Every month, we’re bringing you a selection of free ebooks to read that are perfect for lovers of all things spooky, mysterious, gruesome, strange, and macabre.

Dracula
The vampire novel that defined a genre by tapping into our deepest fears and darkest fantasies.
A junior solicitor travels to Transylvania to meet with an important client, the mysterious Count Dracula. Ignoring the dire warnings of local townsfolk, he allows himself to be seduced by the count’s courtly manners and erudite charm.
Too late, the solicitor realizes that he is a prisoner of Castle Dracula, his guards a trio of voluptuous young women with sharp white teeth and a taste for blood.
Soon thereafter, the solicitor’s fiancée, Mina, visits a friend on the English coast. The town is full of speculation over a Russian ship run aground nearby, its crew missing, the dead body of its captain, crucifix in hand, lashed to the wheel. A giant dog was seen leaping from the deck before disappearing into the countryside.

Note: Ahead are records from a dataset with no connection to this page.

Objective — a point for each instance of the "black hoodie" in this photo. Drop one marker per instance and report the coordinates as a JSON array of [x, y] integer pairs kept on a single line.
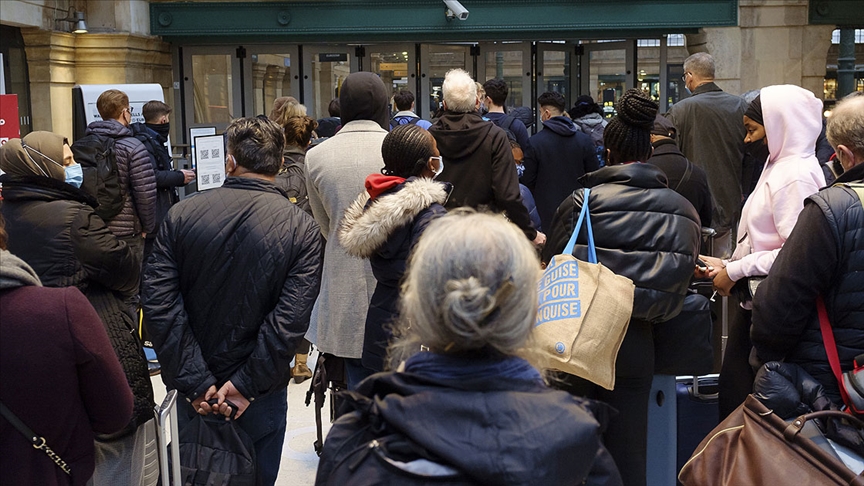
[[479, 164]]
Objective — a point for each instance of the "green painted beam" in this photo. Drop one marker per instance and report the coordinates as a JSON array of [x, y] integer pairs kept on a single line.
[[424, 20], [837, 12]]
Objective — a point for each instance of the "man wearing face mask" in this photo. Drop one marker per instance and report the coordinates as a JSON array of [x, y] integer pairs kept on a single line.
[[153, 133], [53, 227]]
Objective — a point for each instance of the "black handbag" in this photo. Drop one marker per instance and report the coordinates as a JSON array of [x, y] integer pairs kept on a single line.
[[682, 345], [216, 451]]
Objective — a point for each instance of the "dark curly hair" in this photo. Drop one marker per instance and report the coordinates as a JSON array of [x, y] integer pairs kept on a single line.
[[406, 150], [628, 135]]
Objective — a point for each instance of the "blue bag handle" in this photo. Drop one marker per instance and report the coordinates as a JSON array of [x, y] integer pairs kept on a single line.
[[585, 214]]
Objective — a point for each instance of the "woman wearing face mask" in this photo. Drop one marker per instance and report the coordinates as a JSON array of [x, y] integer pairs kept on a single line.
[[53, 228], [788, 120], [387, 220]]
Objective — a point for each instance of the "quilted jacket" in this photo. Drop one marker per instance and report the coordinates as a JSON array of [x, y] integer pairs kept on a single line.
[[229, 288], [642, 230], [136, 177], [53, 228]]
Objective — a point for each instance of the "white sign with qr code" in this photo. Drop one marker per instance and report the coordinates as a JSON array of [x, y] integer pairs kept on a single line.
[[210, 156]]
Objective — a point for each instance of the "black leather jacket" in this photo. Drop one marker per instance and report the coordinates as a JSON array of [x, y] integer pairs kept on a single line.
[[642, 230]]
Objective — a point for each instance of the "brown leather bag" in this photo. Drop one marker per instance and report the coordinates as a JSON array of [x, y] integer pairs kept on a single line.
[[756, 447]]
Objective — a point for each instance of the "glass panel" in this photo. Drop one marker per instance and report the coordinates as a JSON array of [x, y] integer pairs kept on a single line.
[[607, 77], [329, 70], [214, 100], [507, 65], [556, 77], [393, 68], [271, 78], [443, 58]]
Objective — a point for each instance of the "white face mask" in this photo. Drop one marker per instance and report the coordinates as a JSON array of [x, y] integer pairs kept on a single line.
[[438, 172]]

The ship’s cargo: fifty boxes of Transylvanian dirt. As the beautiful Mina will soon learn, Count Dracula has arrived.
At once a Gothic reflection of the Victorian era and a timeless tale of sinister lust, Bram Stoker’s Dracula has inspired countless adaptations—none with the same power to quicken the pulse as the original. This ebook has been professionally proofread to ensure accuracy and readability on all devices.

Randalls Round
The legendary collection of supernatural stories, long revered for their pioneering influence on the genres of weird fiction and folk horror.

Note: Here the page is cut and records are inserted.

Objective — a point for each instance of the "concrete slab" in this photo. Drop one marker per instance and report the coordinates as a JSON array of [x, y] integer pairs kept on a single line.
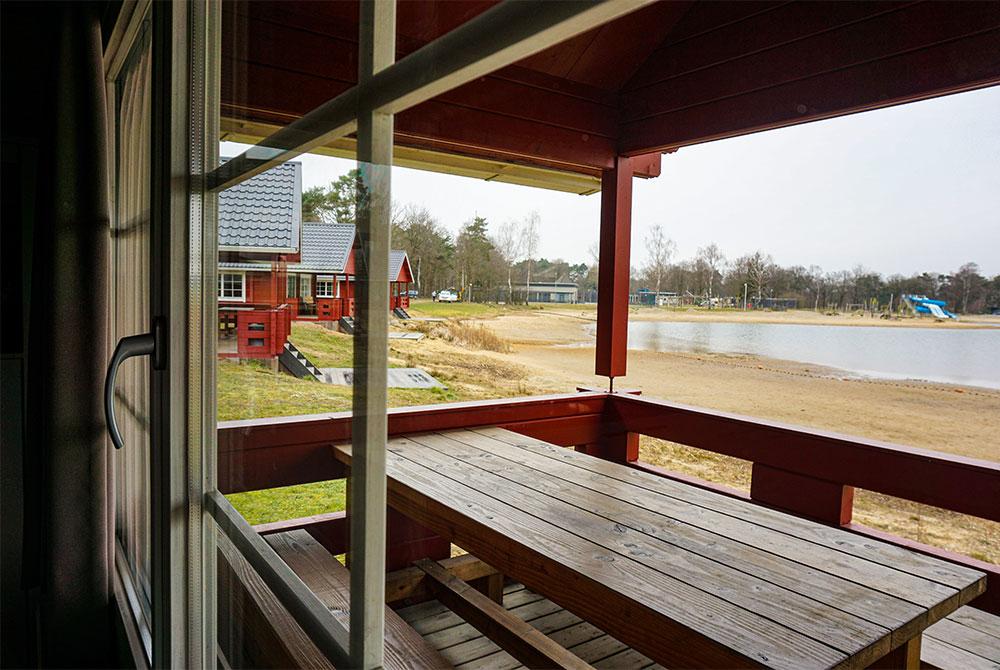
[[406, 378]]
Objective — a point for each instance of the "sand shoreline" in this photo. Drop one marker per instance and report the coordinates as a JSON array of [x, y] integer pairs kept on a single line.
[[798, 317]]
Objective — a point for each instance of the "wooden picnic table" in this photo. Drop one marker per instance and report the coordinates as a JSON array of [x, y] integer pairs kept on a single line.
[[685, 575]]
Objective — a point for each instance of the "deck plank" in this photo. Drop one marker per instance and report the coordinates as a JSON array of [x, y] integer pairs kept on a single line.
[[686, 529], [679, 624], [817, 620], [942, 572], [330, 581]]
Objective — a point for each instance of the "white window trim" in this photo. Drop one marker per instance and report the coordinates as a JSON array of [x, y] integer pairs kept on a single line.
[[243, 286], [327, 293]]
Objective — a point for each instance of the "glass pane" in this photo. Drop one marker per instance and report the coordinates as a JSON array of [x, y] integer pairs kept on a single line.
[[511, 209], [130, 297]]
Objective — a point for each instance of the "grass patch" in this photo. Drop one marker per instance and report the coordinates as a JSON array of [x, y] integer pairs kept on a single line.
[[252, 390], [325, 348], [290, 502], [475, 336], [451, 310]]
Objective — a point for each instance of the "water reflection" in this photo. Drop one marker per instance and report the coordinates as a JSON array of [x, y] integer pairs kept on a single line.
[[968, 357]]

First published in 1929, Eleanor Scott’s Randalls Round developed a cult following of horror and ghost story aficionados. These nine stories, all inspired by dreams, tell of the uncanny and the supernatural, occult rituals and otherworldly creatures, malign forces and human madness.
Drawing comparison to masters of the genre such as M. R. James and E. F. Benson, these tales have lost none of their chilling power.

The Gunner
Reputations can be deceiving in this classic crime thriller featuring a jewel thief, a prominent London banker, and a determined detective.

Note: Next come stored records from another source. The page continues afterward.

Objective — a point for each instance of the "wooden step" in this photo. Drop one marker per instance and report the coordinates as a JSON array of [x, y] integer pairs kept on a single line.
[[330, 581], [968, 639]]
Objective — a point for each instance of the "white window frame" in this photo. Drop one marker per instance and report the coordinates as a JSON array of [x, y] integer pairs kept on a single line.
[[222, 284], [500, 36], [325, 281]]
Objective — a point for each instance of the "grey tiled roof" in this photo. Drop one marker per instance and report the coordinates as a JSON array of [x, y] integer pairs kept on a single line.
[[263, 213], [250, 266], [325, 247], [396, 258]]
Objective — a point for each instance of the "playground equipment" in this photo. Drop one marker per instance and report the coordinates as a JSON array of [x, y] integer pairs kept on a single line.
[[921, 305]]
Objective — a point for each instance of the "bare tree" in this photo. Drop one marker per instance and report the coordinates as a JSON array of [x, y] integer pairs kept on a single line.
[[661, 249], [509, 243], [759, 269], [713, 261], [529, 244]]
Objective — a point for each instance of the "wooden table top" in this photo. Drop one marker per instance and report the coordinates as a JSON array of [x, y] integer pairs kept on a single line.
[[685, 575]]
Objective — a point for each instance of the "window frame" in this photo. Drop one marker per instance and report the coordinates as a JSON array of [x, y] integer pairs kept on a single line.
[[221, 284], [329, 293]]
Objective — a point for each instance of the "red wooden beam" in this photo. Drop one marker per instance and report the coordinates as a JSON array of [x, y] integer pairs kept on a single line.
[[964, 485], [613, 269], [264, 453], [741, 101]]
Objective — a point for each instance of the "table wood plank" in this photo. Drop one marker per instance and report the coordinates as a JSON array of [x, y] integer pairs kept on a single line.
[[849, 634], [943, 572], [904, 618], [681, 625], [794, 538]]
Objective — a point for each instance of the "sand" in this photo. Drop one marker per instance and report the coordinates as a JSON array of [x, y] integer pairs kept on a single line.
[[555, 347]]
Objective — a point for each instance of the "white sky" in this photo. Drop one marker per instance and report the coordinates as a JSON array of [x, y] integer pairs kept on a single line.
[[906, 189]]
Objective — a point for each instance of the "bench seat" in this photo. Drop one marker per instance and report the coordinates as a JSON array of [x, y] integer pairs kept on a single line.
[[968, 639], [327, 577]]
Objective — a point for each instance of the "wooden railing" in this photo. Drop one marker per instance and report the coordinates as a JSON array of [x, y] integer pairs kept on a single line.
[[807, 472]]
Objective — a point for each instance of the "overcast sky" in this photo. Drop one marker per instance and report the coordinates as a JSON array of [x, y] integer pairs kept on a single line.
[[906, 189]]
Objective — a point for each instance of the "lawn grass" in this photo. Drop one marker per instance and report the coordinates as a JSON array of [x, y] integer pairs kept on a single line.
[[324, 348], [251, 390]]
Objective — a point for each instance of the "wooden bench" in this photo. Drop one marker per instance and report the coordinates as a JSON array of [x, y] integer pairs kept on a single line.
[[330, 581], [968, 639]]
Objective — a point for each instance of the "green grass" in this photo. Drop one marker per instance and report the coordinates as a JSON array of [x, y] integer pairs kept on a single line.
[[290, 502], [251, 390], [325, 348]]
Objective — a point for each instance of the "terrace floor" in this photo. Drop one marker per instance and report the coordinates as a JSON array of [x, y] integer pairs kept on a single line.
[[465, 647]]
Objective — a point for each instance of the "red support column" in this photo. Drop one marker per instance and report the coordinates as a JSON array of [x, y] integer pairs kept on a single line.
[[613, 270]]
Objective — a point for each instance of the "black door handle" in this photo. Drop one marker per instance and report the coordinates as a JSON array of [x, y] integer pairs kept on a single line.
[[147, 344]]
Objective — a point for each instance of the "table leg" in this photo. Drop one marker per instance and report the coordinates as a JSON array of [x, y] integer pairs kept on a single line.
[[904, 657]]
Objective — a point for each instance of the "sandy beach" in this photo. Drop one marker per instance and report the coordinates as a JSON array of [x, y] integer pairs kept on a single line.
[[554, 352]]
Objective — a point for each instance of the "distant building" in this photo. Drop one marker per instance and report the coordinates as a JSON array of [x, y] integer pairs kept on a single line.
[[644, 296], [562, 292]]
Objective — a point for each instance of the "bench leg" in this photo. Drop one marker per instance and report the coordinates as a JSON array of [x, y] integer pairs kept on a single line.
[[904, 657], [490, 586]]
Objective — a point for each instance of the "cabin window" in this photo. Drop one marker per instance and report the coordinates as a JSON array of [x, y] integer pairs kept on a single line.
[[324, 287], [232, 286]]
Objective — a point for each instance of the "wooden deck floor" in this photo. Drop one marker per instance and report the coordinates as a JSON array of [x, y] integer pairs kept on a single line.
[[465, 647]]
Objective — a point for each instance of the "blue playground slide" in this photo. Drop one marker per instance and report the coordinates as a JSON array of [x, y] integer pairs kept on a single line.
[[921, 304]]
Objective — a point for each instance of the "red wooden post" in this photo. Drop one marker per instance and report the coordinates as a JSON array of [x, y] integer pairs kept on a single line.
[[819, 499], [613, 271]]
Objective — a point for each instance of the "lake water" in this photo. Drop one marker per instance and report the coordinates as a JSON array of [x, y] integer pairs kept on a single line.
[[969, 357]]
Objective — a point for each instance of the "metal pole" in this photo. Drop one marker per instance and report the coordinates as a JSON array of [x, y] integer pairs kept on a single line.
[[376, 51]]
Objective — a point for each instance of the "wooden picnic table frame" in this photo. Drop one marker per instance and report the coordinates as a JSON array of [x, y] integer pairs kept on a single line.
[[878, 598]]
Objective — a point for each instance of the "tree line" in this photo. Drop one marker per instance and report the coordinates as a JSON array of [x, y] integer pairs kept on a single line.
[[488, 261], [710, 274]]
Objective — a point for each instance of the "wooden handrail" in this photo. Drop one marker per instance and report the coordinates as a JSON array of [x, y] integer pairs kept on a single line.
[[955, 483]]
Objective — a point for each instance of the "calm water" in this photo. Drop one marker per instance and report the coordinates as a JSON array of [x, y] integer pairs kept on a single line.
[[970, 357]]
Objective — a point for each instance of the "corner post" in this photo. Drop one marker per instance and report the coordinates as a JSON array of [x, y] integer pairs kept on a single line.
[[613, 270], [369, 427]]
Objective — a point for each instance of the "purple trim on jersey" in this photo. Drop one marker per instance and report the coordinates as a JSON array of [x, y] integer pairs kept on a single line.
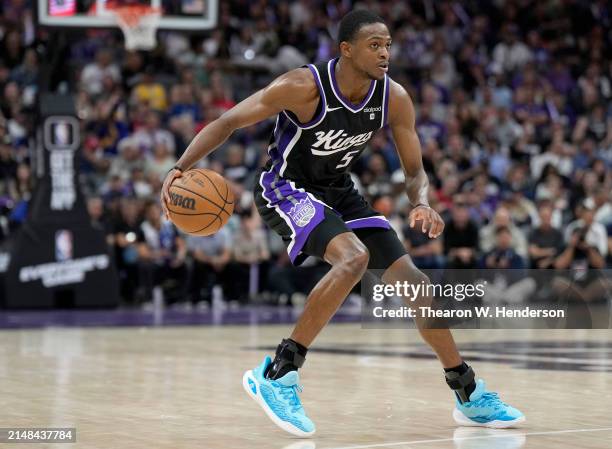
[[322, 100], [336, 89], [300, 233], [386, 101], [368, 222]]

The man known as “Gunner” Haynes is a highly skilled jewel thief with a tough core and a gentlemanly veneer that have earned him some admirers. The respectable, well-connected London banker Luke Maddison runs in an entirely different circle, but still crosses paths with the criminal one winter night at the Ritz-Carlton, when Gunner’s steadying hand saves Luke from a fall. In return, Luke does a favor for Gunner, and a certain bond is cemented.
Later, when trouble arises, the two reunite, and DI Horace Bird, aka the Sparrow, along with a feisty female reporter working undercover, will find themselves pulled into a world of con men and killers.

The Vampyre
This classic vampire story has inspired generations of authors, from Bram Stoker to Charlaine Harris.
A young English gentleman of means, Aubrey is immediately intrigued by Lord Ruthven, the mysterious newcomer among society’s elite. His unknown origin and curious behavior tantalizes Aubrey’s imagination. But the young man soon discovers a sinister character hidden behind his new friend’s glamorous facade.
When the two are set upon by bandits while traveling together in Europe, Ruthven is fatally injured. Before drawing his last breath, he makes the odd request that Aubrey keep his death and crimes secret for a year and a day.
But when Ruthven resurfaces in London—making overtures toward Aubrey’s sister—Aubrey realizes this immortal fiend is a vampyre.
John William Polidori’s The Vampyre is both a classic tale of gothic horror and the progenitor of the modern romantic vampire myth that has been fodder for artists ranging from Anne Rice to Alan Ball to Francis Ford Coppola.